Als krasser Außenseiter trat der TuS Ascheberg beim SV Rinkerode an – und verkaufte sich verhältnismäßig gut. Weitaus besser zumindest als zuletzt in Bösensell.

Sonntag, 10.03.2019, 21:10 Uhr aktualisiert: 13.03.2019, 17:06 Uhr
Janik Senne (l.) im Zweikampf mit Rinkerodes Maximilian Groß.
Janik Senne (l.) im Zweikampf mit Rinkerodes Maximilian Groß. Foto: Matthias Kleineidam

In einer Sache waren sich beide Trainer einig: Die Fußballer des SV Rinkerode waren im Kreisliga-A 2-Duell mit dem Vorletzten TuS Ascheberg der verdiente Sieger. Doch bei der Frage, ob das Ergebnis (5:1) den Spielverlauf widerspiegele, gingen die Meinungen ein wenig auseinander. „Der Sieg geht auch in der Höhe in Ordnung“, sagte Rinkerodes Coach Roland Jungfermann. Für seinen Gegenüber Martin Ritz fiel der Erfolg des Favoriten um zwei Tore zu hoch aus. Immerhin habe sich seine Mannschaft anders präsentiert als bei der 0:7-Klatsche drei Wochen zuvor in Bösensell.

Die Partie war kaum angepfiffen, da gingen die Gastgeber in Führung. SVR-Spieler Stefan Pöhler traf nach einer Flanke per Kopf. Das 2:0 resultierte aus einer direkt verwandelten Ecke von Dominik Grünhagel. Doch nur sechs Minuten später erzielte Dennis Heinrich den Anschlusstreffer.

Nach dem Seitenwechsel verwandelte Grünhagel, Spezialist beim SVR für Standards, wieder direkt – diesmal per Freistoß aus gut 20 Metern. Er lief erstmals nach seinem Kreuzbandriss in einem Ligaspiel von Beginn an auf. Das 1:3 sei für die Gäste der Genickbruch gewesen, meinte Ritz später und gab zu: „Der Freistoß war richtig gut.“

Nachdem Aschebergs Florian Zahlten den Ball per Kopf über die Linie gedrückt, Schiedsrichter Christian Kemper das Tor aber nicht anerkannt hatte (66.), machte Maximilian Groß auf der anderen Seite mit dem 4:1 alles klar. Auch er traf per Kopf. Jan Hoenhorst setzte den Schlusspunkt (80.) – sein 13. Saisontor.

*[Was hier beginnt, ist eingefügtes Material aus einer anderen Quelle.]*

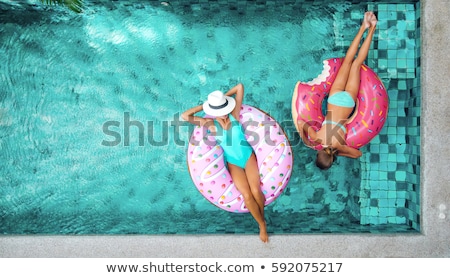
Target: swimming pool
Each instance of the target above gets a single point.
(140, 62)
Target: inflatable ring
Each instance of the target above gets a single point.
(210, 174)
(370, 110)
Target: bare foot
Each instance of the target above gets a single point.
(373, 21)
(263, 233)
(367, 17)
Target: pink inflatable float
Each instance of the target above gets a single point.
(272, 149)
(371, 105)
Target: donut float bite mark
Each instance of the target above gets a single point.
(371, 108)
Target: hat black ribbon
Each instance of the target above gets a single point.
(219, 106)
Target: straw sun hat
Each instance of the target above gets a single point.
(218, 104)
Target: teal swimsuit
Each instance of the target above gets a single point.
(235, 147)
(342, 99)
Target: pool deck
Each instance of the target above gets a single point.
(433, 242)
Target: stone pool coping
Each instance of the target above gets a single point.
(432, 242)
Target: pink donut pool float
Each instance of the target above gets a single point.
(273, 152)
(371, 105)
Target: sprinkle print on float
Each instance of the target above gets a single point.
(273, 151)
(371, 105)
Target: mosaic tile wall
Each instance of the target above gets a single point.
(390, 188)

Für den sechstplatzierten SVR war es im vierten Duell mit dem TuS der vierte Sieg, für die Gäste bereits die 13. Niederlage in dieser Spielzeit. Am Dienstag (19 Uhr) erwartet Ascheberg den Zwölften GW Albersloh zum Duell im Tabellenkeller. „Da müssen wir was holen“, so Ritz.

TuS: Stüdemann – Sandhowe, Heitbaum (72. Castella), Laakmann, Heinrich (87. Hartwig), L. Heubrock (72. Markhoff), Hölscher, Wiggermann, Senne, Lohmann, Zahlten. Tore: 1:0 Pöhler (4.), 2:0 Grünhagel (10.), 2:1 Heinrich (16.), 3:1 Grünhagel (64.), 4:1 Groß (79.), 5:1 Hoenhorst (80.). Beste Spieler: Wiggermann, Lohmann.